08:55hyPiRionoh, even earlier
08:55clgvpretty close ;)
08:55hyPiRionI just remember that clojure.contrib was abandoned in 1.3
08:56AimHereI dread any language that doesn't just let me spit and slurp files as and when needed now
08:56ned-welp that explains it
08:56beamsooh. maybe that answer's ned-'s questions better.
08:56ned-wheres duck-streams now
08:56hyPiRionned-: you can just use `spit` without requiring anything these days :)
08:56ned-hyPiRion: ooh thank you sir.
08:56hyPiRionI believe everything in duck-streams is in clojure.core
08:56hyPiRionor in clojure.java.io
08:57hyPiRionat least spit and slurp is in clojure core
08:58clgvI have an immediate mental image of "duck-streams", anyone else?
08:59hyPiRionclgv: http://i.imgur.com/FsxIVgT.jpg
08:59clgvhyPiRion: almost ,)
08:59clgvI'd imagine several ducks on the water^^
09:00atyzclgv: This? http://image.shutterstock.com/display_pic_with_logo/410935/410935,1278271292,5/stock-photo-a-pair-of-ducks-in-a-gushing-stream-56501821.jpg
09:01clgvatyz: :D
09:54lnostdalwhat's the difference between fn and fn* ?
09:54CookedGryphonfn* is an internal implementation detail, don't use it unless you're tweaking the language
09:55lnostdalyeah, i'm curious about what it does internally compared to fn
09:55hyPiRionlnostdal: ##(macroexpand-1 '(fn [[a b]] (+ a b)))
09:55lazybot⇒ (fn* ([p__17884] (clojure.core/let [[a b] p__17884] (+ a b))))
09:55lnostdali'm not using it directly; code like #(if % :x :y) will generate it
09:55CookedGryphonwell for a start, I think it's defined in java
09:55hyPiRionone of the details
09:58clgvdo we have a specialized string compare in clojure that compares strings starting with a number by that number?
09:58clgvI'd guess someone wanted that behavior already ;)
09:59clgvotherwise I'd hack it together via regex and parseLong
10:00hyPiRionclgv: what would happen if the string doesn't start with a number?

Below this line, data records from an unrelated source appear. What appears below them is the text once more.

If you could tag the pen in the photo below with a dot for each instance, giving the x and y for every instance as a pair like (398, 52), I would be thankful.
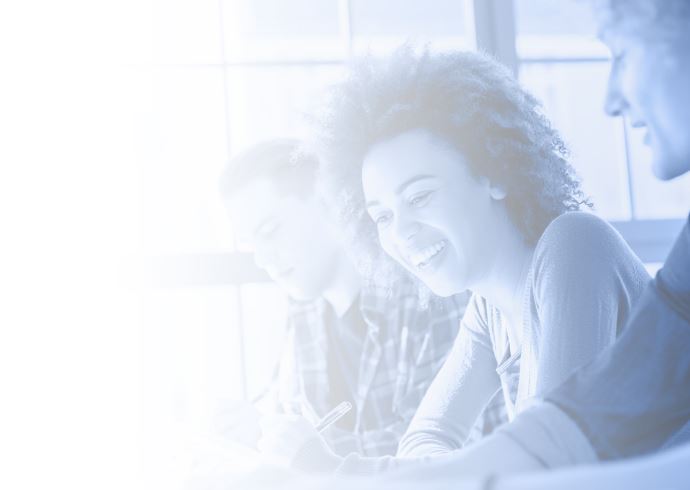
(333, 416)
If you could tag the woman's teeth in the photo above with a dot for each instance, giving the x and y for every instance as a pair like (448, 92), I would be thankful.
(422, 258)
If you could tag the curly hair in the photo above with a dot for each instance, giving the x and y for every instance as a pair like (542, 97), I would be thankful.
(469, 100)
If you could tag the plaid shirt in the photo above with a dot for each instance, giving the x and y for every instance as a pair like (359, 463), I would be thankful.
(404, 347)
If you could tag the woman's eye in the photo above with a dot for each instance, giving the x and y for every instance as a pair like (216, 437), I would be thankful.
(420, 199)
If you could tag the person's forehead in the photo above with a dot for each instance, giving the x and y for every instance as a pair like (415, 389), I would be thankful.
(261, 200)
(409, 154)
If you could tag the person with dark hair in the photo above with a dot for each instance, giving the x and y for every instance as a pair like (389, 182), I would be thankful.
(467, 186)
(349, 339)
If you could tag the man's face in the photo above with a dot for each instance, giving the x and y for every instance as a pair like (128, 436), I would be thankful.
(291, 238)
(650, 83)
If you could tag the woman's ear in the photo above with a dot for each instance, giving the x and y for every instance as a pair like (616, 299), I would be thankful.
(497, 192)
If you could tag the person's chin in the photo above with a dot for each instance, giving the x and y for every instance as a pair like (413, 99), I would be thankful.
(667, 168)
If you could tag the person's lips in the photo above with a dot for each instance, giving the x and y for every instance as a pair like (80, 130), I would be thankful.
(422, 257)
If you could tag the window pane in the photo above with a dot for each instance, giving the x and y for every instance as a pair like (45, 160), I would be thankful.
(573, 94)
(185, 140)
(654, 199)
(264, 320)
(279, 30)
(187, 31)
(382, 25)
(268, 102)
(556, 29)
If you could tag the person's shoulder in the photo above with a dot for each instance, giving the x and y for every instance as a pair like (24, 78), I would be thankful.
(579, 231)
(577, 225)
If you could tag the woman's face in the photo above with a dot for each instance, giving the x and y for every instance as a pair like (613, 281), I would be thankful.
(432, 215)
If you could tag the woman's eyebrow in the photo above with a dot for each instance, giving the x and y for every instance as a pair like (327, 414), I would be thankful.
(402, 187)
(411, 181)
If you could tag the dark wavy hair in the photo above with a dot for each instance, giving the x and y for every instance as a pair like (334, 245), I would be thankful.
(469, 100)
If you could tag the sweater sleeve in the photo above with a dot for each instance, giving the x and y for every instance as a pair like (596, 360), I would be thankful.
(585, 280)
(459, 392)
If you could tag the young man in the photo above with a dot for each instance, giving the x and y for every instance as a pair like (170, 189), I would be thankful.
(634, 399)
(348, 340)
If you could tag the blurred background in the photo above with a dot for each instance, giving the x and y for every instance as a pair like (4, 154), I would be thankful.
(117, 120)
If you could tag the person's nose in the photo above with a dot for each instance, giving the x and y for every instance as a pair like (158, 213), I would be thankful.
(614, 102)
(405, 229)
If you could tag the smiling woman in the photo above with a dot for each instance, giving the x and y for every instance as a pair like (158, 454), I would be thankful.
(468, 187)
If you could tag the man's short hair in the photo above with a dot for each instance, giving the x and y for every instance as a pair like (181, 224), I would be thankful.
(283, 162)
(647, 18)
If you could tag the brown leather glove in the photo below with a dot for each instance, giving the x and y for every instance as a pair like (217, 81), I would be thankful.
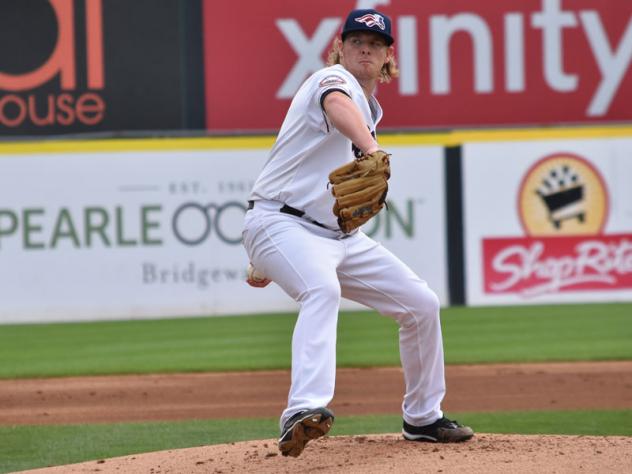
(360, 189)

10:01hyPiRion,*clojure-version*
10:01clojurebot{:interim true, :major 1, :minor 6, :incremental 0, :qualifier "master"}
10:02clgvhyPiRion: that's definition, either lesser or greater than then ones with a number
10:02hyPiRionalright
10:03clgvhyPiRion: somehow similar to when I use (sort-by :id data-coll) and there might be no :id in some items
10:07hyPiRion,(sort-by #(some-> (re-find #"^-?\d+" %) Long/parseLong) ["100 ten" "void" "103 foo" "-40 40"])
10:07clojurebot("void" "-40 40" "100 ten" "103 foo")
10:07hyPiRionclgv: ^?
10:09clgvhyPiRion: looks good :D - guess it is to specialized for clojure.core.* namespaces ;)

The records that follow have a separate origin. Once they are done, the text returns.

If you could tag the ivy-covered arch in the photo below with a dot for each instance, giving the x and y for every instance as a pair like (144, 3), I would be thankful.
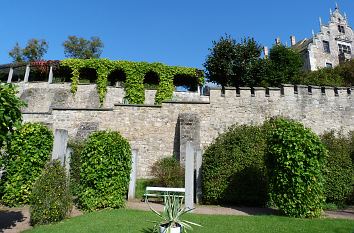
(135, 73)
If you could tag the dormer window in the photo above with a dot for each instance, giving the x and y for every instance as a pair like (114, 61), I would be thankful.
(326, 48)
(341, 29)
(344, 49)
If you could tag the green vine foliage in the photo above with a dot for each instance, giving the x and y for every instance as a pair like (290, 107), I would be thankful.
(26, 156)
(135, 73)
(105, 164)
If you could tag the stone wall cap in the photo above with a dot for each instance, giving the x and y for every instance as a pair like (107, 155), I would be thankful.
(287, 85)
(37, 113)
(259, 88)
(186, 102)
(245, 88)
(273, 88)
(138, 105)
(83, 109)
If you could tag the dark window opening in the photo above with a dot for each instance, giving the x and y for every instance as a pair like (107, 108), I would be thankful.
(341, 29)
(116, 78)
(87, 75)
(185, 83)
(326, 47)
(62, 74)
(344, 49)
(151, 80)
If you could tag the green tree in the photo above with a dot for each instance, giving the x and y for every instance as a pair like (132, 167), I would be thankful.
(78, 47)
(34, 51)
(286, 65)
(295, 160)
(235, 64)
(10, 112)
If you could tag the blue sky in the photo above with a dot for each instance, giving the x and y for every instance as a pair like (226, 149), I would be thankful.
(172, 32)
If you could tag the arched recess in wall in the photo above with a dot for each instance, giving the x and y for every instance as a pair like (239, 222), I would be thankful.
(185, 83)
(88, 75)
(38, 74)
(62, 74)
(151, 80)
(117, 78)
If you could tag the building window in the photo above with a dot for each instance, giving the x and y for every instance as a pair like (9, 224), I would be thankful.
(344, 49)
(326, 48)
(341, 29)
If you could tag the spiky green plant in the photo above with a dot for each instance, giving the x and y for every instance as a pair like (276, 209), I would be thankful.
(172, 213)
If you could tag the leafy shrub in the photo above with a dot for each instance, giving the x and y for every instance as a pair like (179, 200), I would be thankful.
(295, 159)
(339, 168)
(29, 151)
(10, 112)
(233, 170)
(105, 171)
(168, 173)
(75, 164)
(51, 199)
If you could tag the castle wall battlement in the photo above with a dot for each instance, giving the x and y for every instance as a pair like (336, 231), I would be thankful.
(154, 130)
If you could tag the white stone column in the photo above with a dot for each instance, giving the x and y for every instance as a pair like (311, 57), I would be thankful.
(189, 176)
(50, 78)
(60, 145)
(9, 78)
(198, 170)
(28, 69)
(132, 183)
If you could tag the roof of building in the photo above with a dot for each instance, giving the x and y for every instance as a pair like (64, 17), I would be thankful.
(302, 45)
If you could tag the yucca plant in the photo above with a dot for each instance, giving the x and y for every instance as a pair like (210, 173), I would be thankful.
(171, 216)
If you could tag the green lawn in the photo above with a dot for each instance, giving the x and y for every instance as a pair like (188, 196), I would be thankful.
(137, 221)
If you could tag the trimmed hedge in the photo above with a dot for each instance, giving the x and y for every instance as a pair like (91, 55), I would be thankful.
(29, 151)
(233, 170)
(295, 159)
(51, 198)
(339, 168)
(105, 171)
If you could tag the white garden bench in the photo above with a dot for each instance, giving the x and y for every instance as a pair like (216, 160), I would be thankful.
(163, 191)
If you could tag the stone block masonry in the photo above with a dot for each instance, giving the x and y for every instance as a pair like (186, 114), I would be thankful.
(155, 130)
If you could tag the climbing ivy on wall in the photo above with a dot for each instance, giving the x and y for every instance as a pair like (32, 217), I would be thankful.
(135, 73)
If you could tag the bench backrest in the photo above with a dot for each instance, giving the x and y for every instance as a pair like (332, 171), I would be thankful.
(165, 189)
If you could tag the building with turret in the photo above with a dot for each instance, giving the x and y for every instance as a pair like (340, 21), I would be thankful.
(329, 47)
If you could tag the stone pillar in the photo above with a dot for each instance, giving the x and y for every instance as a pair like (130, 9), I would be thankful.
(189, 176)
(68, 153)
(132, 183)
(9, 78)
(198, 176)
(60, 145)
(189, 131)
(50, 78)
(27, 73)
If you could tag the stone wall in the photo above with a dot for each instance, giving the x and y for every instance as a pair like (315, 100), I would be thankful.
(154, 130)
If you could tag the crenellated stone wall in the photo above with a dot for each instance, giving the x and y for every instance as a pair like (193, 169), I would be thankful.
(154, 130)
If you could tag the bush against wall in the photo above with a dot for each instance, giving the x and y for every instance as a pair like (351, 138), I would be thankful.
(295, 159)
(105, 171)
(168, 173)
(29, 151)
(339, 168)
(51, 198)
(10, 112)
(233, 169)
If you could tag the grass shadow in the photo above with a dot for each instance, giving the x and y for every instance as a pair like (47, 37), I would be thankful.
(9, 219)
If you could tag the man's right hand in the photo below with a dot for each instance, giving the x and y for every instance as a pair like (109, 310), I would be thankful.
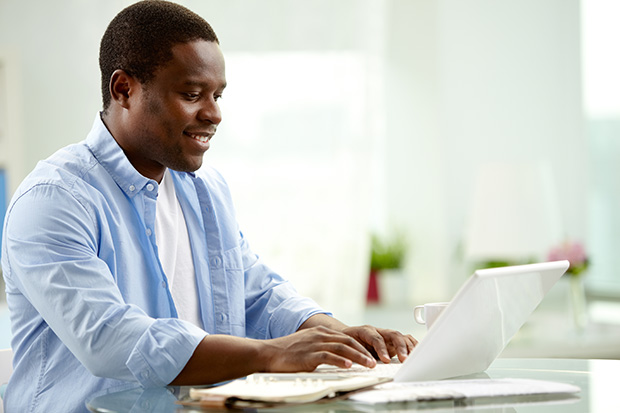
(220, 357)
(308, 348)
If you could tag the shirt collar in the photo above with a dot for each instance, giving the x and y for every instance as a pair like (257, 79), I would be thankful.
(111, 156)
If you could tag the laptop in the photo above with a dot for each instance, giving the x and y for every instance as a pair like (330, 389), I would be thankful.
(481, 319)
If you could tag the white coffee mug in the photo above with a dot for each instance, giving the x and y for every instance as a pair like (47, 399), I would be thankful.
(428, 313)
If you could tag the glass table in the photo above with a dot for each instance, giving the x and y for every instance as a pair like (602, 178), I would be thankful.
(598, 380)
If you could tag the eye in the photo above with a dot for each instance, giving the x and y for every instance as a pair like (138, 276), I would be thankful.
(191, 95)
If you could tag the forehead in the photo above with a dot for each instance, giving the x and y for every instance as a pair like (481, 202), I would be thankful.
(195, 61)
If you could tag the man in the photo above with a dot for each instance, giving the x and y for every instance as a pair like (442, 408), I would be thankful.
(123, 264)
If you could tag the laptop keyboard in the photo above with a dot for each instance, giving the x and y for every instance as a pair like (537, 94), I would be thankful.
(380, 370)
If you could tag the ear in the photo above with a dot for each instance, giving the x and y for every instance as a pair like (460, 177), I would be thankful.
(122, 86)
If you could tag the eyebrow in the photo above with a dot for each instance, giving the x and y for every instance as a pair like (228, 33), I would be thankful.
(201, 84)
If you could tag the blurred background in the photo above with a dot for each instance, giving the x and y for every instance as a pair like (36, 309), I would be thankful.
(427, 137)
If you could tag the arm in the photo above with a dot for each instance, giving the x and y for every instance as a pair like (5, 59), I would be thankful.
(51, 262)
(230, 357)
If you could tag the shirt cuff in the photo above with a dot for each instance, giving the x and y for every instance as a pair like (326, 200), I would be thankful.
(163, 351)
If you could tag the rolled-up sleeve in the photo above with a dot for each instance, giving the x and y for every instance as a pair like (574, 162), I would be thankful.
(52, 245)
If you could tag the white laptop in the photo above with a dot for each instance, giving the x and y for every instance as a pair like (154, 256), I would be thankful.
(474, 328)
(480, 320)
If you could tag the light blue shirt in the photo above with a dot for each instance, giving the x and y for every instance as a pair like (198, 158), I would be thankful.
(89, 302)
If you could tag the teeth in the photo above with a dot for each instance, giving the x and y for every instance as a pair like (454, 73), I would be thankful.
(201, 138)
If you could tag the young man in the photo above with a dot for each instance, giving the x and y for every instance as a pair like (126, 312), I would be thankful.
(124, 264)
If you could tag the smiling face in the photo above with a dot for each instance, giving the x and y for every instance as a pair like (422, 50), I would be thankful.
(168, 122)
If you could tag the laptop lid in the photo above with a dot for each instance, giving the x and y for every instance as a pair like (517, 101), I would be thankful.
(483, 316)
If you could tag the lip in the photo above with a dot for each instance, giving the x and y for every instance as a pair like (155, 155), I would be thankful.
(200, 136)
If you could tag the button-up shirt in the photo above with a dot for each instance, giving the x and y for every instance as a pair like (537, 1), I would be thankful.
(89, 302)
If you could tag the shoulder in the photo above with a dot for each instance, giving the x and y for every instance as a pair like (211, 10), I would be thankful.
(58, 180)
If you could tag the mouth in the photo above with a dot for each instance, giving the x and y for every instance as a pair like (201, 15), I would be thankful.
(202, 137)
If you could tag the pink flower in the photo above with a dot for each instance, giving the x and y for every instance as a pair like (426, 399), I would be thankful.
(574, 252)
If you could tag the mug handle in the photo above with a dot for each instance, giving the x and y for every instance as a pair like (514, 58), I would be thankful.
(417, 314)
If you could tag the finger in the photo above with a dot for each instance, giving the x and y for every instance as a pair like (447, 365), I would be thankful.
(351, 354)
(346, 346)
(398, 344)
(378, 343)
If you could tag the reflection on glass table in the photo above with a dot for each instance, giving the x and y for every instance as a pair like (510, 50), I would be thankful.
(597, 379)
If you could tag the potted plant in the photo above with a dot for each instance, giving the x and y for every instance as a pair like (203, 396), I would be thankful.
(385, 254)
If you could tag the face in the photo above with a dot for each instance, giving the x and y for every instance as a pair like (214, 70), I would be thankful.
(173, 117)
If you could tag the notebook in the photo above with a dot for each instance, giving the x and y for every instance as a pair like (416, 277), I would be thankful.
(469, 334)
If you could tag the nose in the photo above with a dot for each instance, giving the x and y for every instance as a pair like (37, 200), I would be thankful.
(210, 112)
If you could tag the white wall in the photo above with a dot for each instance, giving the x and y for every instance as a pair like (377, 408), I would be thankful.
(448, 84)
(470, 82)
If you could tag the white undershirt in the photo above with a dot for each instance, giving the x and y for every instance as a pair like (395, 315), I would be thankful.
(175, 252)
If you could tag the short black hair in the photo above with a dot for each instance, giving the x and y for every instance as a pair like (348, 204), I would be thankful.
(140, 39)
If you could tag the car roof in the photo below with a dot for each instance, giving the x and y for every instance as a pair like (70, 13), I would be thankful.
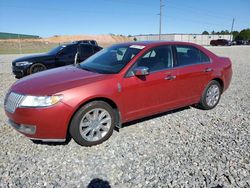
(156, 43)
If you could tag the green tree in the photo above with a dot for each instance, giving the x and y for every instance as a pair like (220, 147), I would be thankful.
(244, 35)
(205, 33)
(235, 34)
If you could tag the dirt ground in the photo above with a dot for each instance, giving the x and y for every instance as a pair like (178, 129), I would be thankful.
(184, 148)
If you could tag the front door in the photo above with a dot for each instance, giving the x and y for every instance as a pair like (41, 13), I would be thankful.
(153, 93)
(193, 70)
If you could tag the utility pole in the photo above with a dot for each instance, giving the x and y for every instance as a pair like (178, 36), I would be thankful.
(20, 46)
(232, 30)
(161, 5)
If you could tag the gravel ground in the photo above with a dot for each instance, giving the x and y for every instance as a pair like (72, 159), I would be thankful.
(185, 148)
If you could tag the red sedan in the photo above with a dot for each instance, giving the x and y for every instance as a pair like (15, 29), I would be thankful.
(118, 84)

10:09CookedGryphonis there a looping construct like this: https://www.refheap.com/66001
10:10TimMcclgv: As opposed to version number comparison?

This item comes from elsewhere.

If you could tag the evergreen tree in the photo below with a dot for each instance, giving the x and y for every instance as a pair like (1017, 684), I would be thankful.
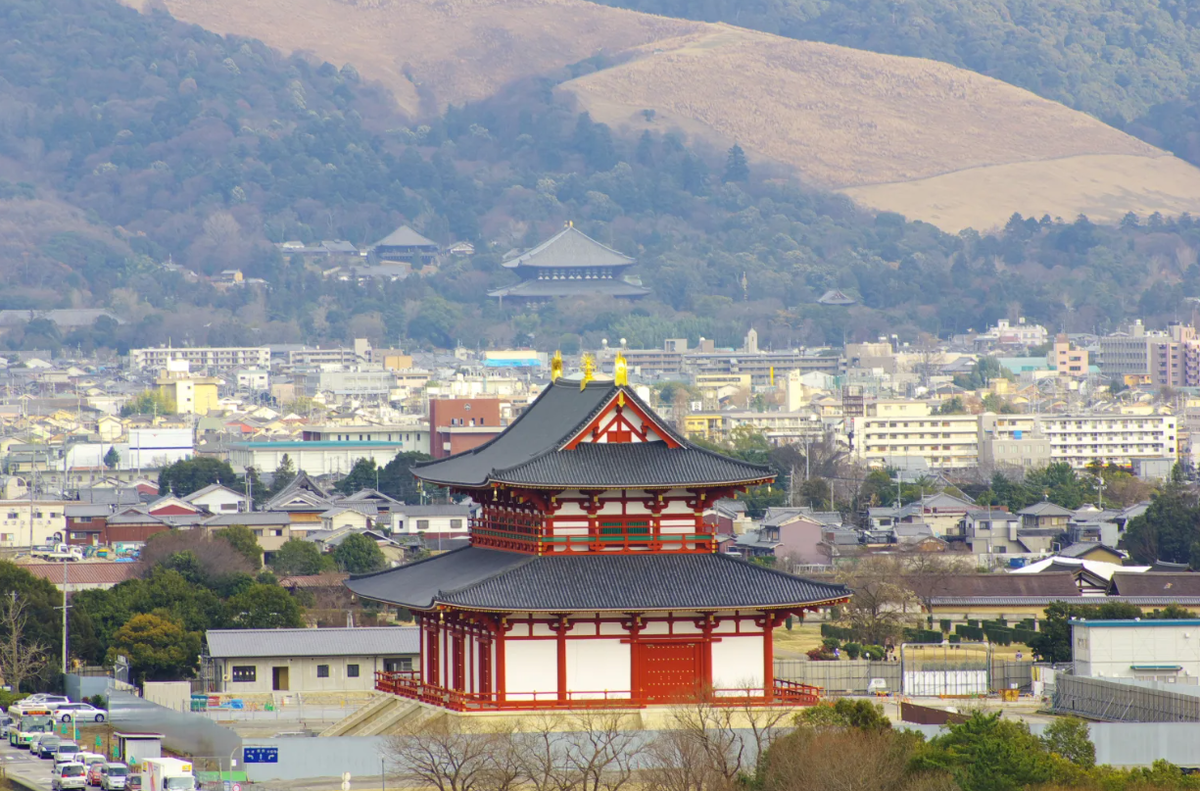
(736, 166)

10:10CookedGryphoni find myself writing loop, when-let, recur so often in this basic format with core async
10:10clgvTimMc: pardon?
10:10hyPiRionclgv: yeah, seems probably a bit too specialised. It's not hard to make yourself though :)
10:10clgvCookedGryphon: write yourself a "while" macro
10:10TimMcWell, numerical sorting in a file listing shares some properties with version number sorting, but it's not the same.
10:11clgv,(doc while)
10:11clojurebot"([test & body]); Repeatedly executes body while test expression is true. Presumes some side-effect will cause test to become false/nil. Returns nil"
10:11TimMcand I was wondering which you wanted
10:11hyPiRionI just pad stuff with zeroes and use ISO 8601, then sort alphanumerically
10:12clgvah ok. just plain numerical sorting. I have items with ids that usually start with numbers that have chronological information
10:31CookedGryphonIs there anything falsey in clojure to which I can attach metadata?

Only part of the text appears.